Ten percent to 20% of patients with myelofibrosis over the first decade can progress to acute myeloid leukemia. And the clinician needs to be aware of the fact that the goal would be to try to prevent that, obviously because when patients progress to acute myeloid leukemia from a background of MPN [myeloproliferative spasms], the outcome is miserable. It’s a dismal prognosis of about 3 months. It’s not really improved with standard cytoreductive chemotherapy. And bone marrow transplant is really the only potential to offer them long-term survival. But one needs to get there first, either with induction chemotherapy or a DNMT [DNA methyltransferase] inhibitor.
Ruben Mesa, MD, FACP: The Myelofibrosis Symptom Assessment Form and the broader MPN Symptom Assessment Form are patient-reported outcome forms that my colleagues and I developed really out of an unmet clinical need.

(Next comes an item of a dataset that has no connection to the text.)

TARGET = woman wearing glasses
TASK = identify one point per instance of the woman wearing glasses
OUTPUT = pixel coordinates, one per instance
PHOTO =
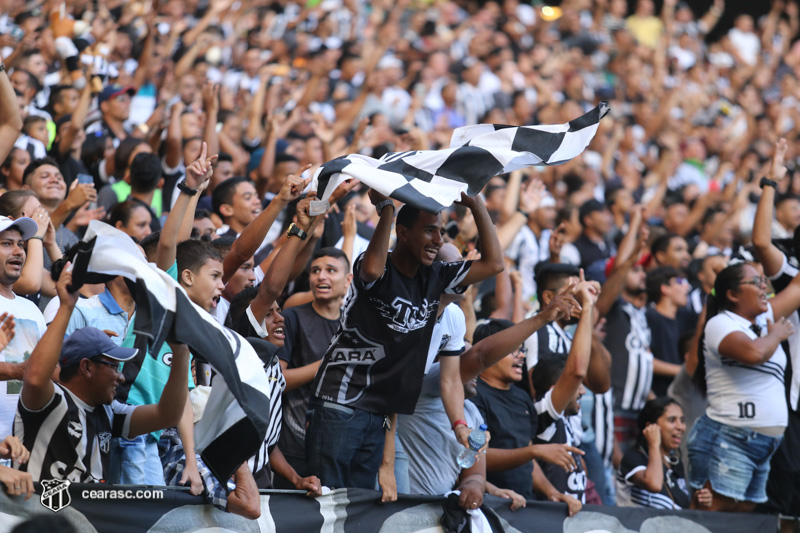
(741, 369)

When we performed the phase 1 study of ruxolitinib in patients with myelofibrosis, it was clear that there was a significant impact on the difficult disease-related symptoms. And we had already conducted some research that both identified and quantified what types of symptoms were present.
So we have developed this patient-reported outcome form that has been validated now in many languages, and it has been utilized in pretty much all the phase 3 studies conducted for the disease over the past several years. It allows us a way to be able to quantify symptoms that benefit, or symptom burden at the baseline for a patient, as well as to be able to track the impact of a therapy over time for that patient, either better or worse. We are working to evolve this from a clinical trial tool to really a tool to be able to use in clinical practice.
We are working with the electronic medical record companies, trying to be able to initiate this, so that it can be part of the standard workflow of caring for these patients, so that it can be more simple for treating clinicians to understand the symptom burden a patient faces as well as to be able to track that over time just like the hemoglobin or the white blood cell count for their patients on therapy.